Fig. 1 Variability in the clinical features of Alagille syndrome (ALGS). (A) Hematoxylin & eosin staining of a liver biopsy from a 7-week-old infant with ALGS shows a portal tract with a branch of the portal vein and hepatic artery but no bile duct, indicative of bile duct paucity. (B) Liver biopsy from an infant (< 6 months of age) with ALGS shows presence of bile ducts. (C) Facial features in children with ALGS include a triangular face, deeply set eyes, and straight nose with a bulbous nasal tip. (D) ALGS facies evolve from childhood to adulthood with characteristic facial features in adults being a square jaw and prominent chin. Facies pictures used from Kamath et al,[59] with permission.
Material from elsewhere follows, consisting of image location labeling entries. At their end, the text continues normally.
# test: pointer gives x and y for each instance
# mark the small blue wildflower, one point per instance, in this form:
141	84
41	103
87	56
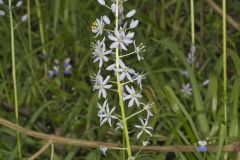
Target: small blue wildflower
202	146
53	72
68	66
2	13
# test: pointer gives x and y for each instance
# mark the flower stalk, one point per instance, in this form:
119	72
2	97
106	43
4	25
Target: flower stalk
119	88
14	78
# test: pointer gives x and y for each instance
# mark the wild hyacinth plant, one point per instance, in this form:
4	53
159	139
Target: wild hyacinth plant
114	44
10	7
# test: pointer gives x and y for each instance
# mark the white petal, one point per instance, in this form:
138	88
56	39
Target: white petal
111	67
131	13
148	132
103	121
134	24
102	2
139	134
24	18
130	35
19	4
123	46
2	13
130	104
106	19
113	7
111	37
114	45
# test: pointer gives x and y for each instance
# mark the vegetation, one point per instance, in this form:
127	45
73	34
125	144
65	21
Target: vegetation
49	41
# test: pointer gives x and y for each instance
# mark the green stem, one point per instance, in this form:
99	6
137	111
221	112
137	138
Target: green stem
29	27
225	94
14	79
119	89
192	22
40	25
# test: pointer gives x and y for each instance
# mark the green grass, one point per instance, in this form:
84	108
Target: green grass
66	105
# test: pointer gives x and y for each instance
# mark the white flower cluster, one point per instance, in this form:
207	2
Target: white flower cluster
17	5
108	39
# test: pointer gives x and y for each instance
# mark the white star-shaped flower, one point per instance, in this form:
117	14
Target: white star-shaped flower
144	128
133	96
100	55
102	85
107	115
120	39
125	71
102	108
138	50
186	88
98	26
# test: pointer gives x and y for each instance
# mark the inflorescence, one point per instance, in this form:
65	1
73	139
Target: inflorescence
114	44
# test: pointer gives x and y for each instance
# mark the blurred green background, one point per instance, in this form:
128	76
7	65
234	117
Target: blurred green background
66	105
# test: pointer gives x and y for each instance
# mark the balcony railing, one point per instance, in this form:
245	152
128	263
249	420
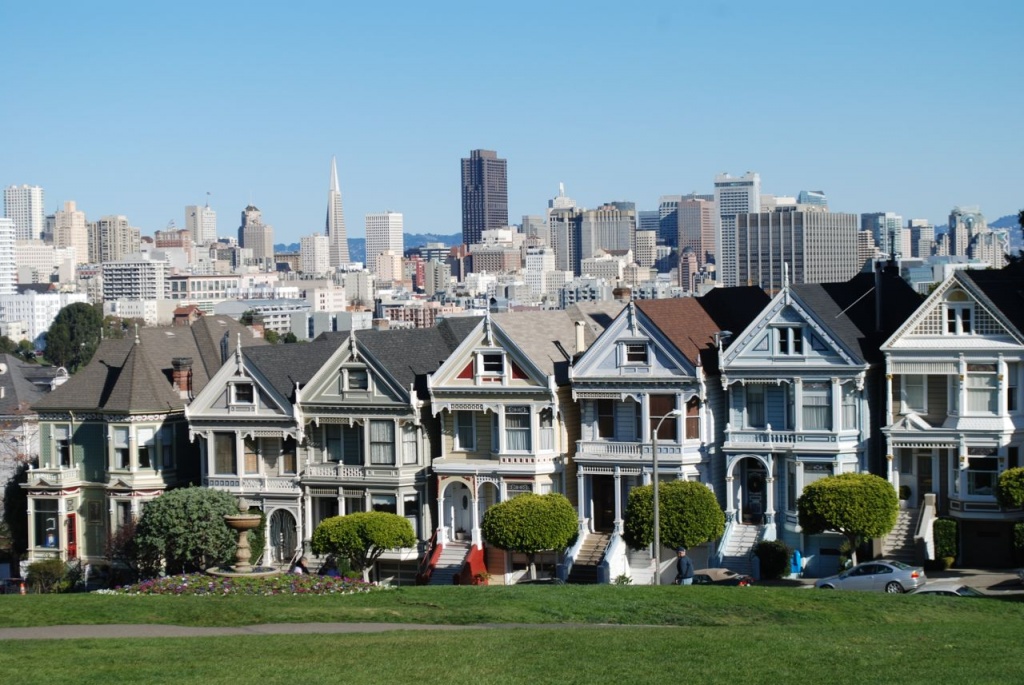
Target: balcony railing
612	451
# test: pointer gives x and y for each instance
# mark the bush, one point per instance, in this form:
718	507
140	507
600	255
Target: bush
774	557
1010	488
944	537
48	575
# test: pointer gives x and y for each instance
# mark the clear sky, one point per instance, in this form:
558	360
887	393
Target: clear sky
142	108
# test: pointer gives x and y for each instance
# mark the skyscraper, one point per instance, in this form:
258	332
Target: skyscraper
732	197
201	223
24	205
384	232
484	194
335	227
70	231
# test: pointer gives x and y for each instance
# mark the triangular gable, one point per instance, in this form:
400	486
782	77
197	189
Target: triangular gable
325	386
757	343
605	357
929	319
487	335
211	400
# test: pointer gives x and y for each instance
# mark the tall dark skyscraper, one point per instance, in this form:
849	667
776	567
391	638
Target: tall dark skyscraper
484	194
Fig. 2 Schematic of putative Notch signaling therapeutics for Alagille syndrome (ALGS). Dysregulated Notch signaling is depicted at the top with a pathogenic JAG1 variant shown in red. Putative therapeutics include (a) increasing expression of the wild type JAG1 allele, (b) correcting the pathogenic variant in the mutant JAG1 allele, (c) augmenting expression of putative genetic modifiers (reducing THBS2 or increasing SOX9), and (d) altering NOTCH2 glycosylation.